Merry Christmas to all, and to the Celtics good luck
Christmas is the only day I don’t wish I were a Boston Celtic. If I were playing basketball in a random city on Christmas day, I would miss my friends and family.
Christmas is about waking up in the morning and opening presents, and it’s about feeling awful that I’m too broke to buy presents for anyone else.
It’s about polishing off enough food to feed twelve Michael Sweetneys, and it’s about seeing ten delicious-looking desserts and not being able to choose which one I want (and inevitably choosing to eat all ten).
It’s about calling It’s a Wonderful Life the world’s most overrated movie, just to piss off my brothers, and it’s about tearing up when my family actually watches it. It’s about Zuzu’s petals, and Clarence’s wings, and “Merry Christmas, you wonderful old Building and Loan.” It’s about hoping I grow up to become George Bailey.
It’s about memories of my dad dressing up as Santa Claus, and it’s about memories of being five or six, on Christmas Eve, wondering how Santa reached every house in the world. It’s about concluding, “Well, it’s not THAT tough, because there are so many time zones.”
It’s about the one time a random stranger accidentally walked into my house on Christmas Day. It’s about how one of my aunts opened the door, and, thinking the stranger must actually be a forgotten relative, received him with a hug and a kiss.
It’s about calling my aunts hyenas, because they laugh so hard. It’s about my one aunt who’s addicted to dropping f-bombs, and it’s about my one uncle who talks about beaming people into outer space. It’s about my one uncle who wears only jump suits, and it’s about my one aunt you can hear from five miles away. It’s about my younger cousin earning straight A’s at Brown, and my older cousin who still couldn’t get straight A’s in kindergarten.
It’s about re-hashing the same stories as we do every year, and still laughing every time.
It’s about the time one of my uncles was drunk and wanted to buy more booze, except the liquor store was closed. It’s about how he reacted the way any normal person would — he walked to the rectory, woke up his priest, and begged the priest for the church’s wine.
It’s about the time my other uncle was in high school, and woke up the morning after a night of heavy drinking. It’s about his parents asking him, “Son, were you drinking last night?” It’s about his natural response (“No”), and it’s about his parents’ reply: “Then, umm, why did you piss all over your mother when you got home?”
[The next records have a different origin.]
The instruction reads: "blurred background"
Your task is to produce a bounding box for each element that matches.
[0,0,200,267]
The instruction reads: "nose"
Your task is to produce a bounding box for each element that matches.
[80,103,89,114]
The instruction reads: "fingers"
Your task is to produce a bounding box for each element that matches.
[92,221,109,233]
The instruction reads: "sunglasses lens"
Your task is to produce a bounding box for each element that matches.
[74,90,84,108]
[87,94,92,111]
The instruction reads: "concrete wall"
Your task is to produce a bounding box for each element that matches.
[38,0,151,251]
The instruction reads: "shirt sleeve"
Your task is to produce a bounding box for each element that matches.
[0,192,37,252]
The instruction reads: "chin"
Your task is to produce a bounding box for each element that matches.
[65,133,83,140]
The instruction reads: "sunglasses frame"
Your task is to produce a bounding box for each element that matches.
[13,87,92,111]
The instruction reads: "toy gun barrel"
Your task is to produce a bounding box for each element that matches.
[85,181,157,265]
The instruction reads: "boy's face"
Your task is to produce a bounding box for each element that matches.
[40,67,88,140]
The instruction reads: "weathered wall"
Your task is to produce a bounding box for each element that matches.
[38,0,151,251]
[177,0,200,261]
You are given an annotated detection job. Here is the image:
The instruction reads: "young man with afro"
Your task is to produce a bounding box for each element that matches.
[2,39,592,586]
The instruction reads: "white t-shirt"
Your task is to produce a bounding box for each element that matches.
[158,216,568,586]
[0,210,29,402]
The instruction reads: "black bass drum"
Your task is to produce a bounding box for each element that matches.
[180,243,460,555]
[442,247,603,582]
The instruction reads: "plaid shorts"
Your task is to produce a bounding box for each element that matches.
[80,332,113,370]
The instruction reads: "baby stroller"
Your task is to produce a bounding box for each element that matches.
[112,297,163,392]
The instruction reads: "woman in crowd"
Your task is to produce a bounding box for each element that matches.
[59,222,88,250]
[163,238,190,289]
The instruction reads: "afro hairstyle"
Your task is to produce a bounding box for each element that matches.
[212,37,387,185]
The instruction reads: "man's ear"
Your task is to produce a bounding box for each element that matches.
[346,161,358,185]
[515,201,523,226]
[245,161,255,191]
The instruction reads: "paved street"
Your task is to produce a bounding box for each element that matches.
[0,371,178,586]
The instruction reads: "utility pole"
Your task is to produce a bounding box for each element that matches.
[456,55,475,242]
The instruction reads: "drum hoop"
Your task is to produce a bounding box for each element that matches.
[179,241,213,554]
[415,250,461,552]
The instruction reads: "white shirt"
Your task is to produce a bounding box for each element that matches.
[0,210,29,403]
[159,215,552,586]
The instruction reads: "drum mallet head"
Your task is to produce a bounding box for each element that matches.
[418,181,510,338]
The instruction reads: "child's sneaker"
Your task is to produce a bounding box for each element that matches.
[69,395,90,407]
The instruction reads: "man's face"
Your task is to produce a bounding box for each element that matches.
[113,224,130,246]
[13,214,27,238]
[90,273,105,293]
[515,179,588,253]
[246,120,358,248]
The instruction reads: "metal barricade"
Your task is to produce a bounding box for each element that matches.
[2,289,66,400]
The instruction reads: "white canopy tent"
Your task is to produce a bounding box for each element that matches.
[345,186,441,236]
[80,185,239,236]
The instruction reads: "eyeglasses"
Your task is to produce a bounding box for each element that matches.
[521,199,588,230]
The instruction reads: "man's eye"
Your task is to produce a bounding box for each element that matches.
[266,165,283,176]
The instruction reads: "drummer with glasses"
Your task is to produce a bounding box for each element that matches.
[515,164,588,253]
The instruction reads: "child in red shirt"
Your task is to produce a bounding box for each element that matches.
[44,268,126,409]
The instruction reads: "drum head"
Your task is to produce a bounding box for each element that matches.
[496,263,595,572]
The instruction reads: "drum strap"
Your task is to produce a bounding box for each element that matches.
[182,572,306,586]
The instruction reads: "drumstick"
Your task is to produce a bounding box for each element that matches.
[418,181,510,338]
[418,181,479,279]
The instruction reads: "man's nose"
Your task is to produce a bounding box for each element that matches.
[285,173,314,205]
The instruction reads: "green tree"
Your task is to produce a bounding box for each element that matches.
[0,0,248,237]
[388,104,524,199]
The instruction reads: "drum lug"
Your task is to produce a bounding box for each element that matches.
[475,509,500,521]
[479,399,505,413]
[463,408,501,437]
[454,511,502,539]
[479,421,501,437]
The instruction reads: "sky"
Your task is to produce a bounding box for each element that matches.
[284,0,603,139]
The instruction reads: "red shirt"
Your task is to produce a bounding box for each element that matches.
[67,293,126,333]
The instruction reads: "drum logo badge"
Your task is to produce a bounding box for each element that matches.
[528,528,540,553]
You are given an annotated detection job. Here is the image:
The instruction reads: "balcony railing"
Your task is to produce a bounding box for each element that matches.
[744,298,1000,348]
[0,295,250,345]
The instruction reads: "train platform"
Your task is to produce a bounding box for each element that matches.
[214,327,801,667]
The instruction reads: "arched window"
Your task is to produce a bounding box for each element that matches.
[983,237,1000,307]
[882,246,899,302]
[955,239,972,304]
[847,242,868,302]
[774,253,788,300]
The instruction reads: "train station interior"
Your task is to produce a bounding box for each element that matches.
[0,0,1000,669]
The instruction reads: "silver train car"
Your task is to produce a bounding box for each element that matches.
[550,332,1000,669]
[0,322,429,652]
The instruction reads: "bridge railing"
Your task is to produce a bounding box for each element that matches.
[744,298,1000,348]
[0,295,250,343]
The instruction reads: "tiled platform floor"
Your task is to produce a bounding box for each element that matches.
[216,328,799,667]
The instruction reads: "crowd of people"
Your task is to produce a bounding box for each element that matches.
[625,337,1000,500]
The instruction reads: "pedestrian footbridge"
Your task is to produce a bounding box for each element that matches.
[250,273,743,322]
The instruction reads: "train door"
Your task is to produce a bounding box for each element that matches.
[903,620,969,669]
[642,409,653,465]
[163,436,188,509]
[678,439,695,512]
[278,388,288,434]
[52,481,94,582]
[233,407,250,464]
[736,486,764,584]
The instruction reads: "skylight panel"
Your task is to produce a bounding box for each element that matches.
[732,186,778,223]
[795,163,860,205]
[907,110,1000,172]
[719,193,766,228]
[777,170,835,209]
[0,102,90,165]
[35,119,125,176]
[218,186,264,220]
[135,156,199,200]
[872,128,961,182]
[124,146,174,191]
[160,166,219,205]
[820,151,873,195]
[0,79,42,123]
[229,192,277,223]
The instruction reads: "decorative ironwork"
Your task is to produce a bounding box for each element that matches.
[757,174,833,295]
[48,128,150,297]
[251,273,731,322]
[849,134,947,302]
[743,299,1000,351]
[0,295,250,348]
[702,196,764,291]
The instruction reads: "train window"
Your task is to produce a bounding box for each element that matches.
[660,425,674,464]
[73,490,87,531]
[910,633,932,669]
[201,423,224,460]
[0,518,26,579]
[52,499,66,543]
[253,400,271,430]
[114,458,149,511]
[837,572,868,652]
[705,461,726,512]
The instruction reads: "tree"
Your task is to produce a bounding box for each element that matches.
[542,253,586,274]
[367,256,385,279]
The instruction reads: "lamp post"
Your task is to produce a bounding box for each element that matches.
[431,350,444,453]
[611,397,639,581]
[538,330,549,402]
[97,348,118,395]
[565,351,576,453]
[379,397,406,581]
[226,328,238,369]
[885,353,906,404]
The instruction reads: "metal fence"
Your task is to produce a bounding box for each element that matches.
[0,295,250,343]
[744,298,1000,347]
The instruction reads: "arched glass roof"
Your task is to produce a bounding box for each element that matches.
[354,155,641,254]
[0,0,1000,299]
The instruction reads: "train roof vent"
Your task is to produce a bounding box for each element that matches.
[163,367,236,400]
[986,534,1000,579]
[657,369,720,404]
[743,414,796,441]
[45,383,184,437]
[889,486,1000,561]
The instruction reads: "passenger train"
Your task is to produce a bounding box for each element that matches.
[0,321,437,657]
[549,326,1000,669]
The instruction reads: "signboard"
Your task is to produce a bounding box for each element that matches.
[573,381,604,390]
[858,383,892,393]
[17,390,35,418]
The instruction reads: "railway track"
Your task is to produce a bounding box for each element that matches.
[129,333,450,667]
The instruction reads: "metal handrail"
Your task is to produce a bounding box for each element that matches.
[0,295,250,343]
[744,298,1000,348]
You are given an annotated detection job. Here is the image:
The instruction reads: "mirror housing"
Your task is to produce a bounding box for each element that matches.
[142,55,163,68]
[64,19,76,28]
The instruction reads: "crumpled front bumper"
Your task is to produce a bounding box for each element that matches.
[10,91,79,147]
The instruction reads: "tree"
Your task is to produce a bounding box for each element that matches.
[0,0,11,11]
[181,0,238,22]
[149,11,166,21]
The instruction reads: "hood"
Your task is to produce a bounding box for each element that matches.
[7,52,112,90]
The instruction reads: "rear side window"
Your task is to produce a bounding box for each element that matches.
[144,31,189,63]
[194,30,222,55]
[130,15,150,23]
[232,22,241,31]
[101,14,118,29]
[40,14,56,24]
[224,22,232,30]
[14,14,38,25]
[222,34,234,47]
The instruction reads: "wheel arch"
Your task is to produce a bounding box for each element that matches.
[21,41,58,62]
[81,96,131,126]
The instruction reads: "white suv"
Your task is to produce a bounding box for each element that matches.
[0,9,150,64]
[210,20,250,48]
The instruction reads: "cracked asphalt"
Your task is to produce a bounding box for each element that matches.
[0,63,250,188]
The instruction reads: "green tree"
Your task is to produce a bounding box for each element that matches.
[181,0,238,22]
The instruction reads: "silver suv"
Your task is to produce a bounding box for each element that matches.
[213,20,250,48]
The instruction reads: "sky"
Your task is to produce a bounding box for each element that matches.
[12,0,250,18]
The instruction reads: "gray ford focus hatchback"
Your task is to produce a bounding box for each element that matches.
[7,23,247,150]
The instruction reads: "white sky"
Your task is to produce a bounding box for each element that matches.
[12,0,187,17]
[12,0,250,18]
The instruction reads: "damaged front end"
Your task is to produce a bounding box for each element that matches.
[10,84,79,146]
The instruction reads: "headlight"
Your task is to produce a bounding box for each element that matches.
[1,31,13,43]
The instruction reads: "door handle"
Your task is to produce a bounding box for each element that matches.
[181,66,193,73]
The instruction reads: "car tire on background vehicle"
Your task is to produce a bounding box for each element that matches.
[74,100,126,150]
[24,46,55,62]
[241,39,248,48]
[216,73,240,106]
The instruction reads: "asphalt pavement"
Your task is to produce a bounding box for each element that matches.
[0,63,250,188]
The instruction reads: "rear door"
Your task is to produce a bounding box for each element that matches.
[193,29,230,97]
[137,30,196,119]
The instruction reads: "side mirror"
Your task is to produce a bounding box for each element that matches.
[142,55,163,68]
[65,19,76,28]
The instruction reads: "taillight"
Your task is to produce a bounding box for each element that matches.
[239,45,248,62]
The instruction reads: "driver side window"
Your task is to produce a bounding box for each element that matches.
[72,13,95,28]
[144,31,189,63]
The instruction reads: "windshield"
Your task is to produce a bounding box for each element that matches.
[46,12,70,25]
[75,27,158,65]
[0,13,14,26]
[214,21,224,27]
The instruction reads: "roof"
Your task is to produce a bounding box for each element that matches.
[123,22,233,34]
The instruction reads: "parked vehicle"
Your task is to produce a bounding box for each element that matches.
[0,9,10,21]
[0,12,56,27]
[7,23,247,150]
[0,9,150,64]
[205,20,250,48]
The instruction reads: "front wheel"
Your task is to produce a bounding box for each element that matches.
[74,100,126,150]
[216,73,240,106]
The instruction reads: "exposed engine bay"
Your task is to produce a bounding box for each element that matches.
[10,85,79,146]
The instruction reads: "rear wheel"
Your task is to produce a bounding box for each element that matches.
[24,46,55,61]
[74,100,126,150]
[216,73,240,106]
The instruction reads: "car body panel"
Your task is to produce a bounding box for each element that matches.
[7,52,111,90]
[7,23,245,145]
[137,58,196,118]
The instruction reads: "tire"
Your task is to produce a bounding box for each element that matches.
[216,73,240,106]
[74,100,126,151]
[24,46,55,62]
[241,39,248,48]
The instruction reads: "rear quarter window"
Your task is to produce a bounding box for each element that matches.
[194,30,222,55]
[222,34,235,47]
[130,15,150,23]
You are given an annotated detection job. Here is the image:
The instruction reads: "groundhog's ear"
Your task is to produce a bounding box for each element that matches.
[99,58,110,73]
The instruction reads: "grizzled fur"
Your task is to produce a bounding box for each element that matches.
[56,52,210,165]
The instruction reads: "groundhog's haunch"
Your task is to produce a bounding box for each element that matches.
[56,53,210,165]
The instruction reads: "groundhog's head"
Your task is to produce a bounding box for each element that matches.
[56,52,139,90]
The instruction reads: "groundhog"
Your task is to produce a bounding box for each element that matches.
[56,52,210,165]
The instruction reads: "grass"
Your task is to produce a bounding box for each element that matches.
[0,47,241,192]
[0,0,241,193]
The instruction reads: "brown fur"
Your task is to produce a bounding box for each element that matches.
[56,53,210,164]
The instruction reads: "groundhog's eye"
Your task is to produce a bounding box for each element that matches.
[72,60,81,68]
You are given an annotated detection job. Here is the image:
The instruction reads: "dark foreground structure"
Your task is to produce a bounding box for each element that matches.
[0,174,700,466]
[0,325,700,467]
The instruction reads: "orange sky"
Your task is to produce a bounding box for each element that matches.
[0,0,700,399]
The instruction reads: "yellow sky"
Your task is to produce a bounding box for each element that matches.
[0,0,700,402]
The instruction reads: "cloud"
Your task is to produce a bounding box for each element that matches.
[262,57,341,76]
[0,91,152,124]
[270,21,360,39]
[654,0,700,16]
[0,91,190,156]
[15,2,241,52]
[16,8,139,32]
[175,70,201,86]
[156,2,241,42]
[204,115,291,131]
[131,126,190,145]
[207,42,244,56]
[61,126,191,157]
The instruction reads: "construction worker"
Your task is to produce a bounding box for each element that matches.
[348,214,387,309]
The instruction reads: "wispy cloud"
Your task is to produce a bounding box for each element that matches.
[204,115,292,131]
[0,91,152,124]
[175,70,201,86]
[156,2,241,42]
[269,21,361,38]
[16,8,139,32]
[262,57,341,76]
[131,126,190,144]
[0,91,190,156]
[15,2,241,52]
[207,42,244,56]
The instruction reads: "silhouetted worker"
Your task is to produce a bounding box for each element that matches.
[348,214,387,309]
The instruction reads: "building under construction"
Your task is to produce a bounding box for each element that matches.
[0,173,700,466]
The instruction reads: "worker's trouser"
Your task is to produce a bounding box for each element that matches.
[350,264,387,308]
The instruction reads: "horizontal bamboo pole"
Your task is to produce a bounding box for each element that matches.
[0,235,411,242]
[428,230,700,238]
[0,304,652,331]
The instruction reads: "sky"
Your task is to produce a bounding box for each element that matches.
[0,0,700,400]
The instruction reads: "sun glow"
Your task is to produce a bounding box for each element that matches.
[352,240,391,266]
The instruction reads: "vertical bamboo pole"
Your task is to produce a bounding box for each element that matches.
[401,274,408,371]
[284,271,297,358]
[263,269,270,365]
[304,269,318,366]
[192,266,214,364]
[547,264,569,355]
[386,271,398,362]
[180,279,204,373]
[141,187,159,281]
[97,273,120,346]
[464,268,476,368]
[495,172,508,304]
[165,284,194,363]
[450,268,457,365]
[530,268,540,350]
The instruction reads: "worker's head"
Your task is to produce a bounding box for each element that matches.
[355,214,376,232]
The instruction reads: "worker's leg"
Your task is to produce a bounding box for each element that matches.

It’s about realizing, all over again, how lucky I am to be part of a loving family, and to have relatives who would drop anything to help me — even if we’re a bunch of quacks with a million issues apiece.
It’s about sitting on the couch, with a Coke in one hand and a piece of cake in the other, surrounded by almost all the people I love, watching the best slate of regular-season NBA games David Stern has to offer. It’s about hoping my Christmas gifts include a Celtics win against the new-look Magic, and it’s about knowing, even if the C’s lose, life is good.
On second thought, fuck that. The Celtics better win.